Sets are the basis of mathematics. One can write sets in different ways and form smaller sets of elements from a larger set.
Any set can be written in two forms.
- Roster form
- Set-builder notation
Roster form:
Roster form is one way to write sets. The roster form lists the elements of a set within braces, { }. Let's see a few examples for the roster form.
- We write the set containing the elements 5, 6, 7, and 8 as {5, 6, 7, 8}
- We write the set of multiples of 5 as {5, 10, 15, 20, 25, 30,...}.

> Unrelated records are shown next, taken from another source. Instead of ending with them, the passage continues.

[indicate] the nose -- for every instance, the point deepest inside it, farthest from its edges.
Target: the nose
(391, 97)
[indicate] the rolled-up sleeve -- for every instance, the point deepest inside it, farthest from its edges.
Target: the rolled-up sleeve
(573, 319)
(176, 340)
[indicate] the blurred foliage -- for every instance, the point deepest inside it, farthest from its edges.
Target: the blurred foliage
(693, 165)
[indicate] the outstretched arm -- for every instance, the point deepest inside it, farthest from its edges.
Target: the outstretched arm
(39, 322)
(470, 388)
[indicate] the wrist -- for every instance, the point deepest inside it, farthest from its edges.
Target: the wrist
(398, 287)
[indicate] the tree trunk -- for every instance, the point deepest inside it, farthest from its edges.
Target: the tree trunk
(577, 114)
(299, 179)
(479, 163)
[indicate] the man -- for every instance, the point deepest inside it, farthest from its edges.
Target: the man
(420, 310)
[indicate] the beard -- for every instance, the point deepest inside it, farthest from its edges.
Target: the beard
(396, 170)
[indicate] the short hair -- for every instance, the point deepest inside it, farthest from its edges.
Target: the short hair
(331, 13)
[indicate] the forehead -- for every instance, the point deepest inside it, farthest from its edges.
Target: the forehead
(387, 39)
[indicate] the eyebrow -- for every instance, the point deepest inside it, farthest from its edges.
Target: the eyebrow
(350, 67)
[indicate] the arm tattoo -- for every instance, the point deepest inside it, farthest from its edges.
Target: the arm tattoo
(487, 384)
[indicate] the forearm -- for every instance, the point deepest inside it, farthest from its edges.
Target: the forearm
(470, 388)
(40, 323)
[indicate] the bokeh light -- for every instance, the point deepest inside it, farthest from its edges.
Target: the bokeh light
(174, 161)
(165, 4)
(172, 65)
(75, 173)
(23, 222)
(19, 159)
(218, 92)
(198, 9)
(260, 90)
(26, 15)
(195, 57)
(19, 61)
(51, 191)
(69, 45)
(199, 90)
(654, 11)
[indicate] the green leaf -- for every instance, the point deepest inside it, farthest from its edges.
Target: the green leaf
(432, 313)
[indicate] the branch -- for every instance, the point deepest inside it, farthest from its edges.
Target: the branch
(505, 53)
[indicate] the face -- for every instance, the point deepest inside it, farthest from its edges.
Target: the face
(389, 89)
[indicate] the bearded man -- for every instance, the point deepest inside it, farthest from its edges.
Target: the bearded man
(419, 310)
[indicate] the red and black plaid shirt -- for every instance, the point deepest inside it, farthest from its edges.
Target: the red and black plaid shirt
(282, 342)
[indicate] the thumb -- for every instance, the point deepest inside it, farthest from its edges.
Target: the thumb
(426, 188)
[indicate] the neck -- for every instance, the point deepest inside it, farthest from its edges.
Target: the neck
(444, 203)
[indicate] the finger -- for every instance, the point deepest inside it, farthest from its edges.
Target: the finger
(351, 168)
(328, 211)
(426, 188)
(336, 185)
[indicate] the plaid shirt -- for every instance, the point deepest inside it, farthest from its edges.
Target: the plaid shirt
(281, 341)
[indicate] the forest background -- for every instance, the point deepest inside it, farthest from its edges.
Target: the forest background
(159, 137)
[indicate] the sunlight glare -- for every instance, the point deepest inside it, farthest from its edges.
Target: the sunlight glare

So, the given set ℤ can be written as {..., -3, -2, -1, 0, 1, 2, 3, ...}
Set-builder notation:
Set-builder notation is another way to write sets. Set-builder notation describes by enumerating its elements or stating the properties that its elements must satisfy. Let's see a few examples for the set-builder notation.
- We write the set containing the elements 5, 6, 7, and 8 as { x | x is a natural number, 4 < x < 9}
- We can write the set of multiples of 5 as { x | x is a multiple of 5}. This is read as "the set of all real numbers x, such that x is a multiple of 5".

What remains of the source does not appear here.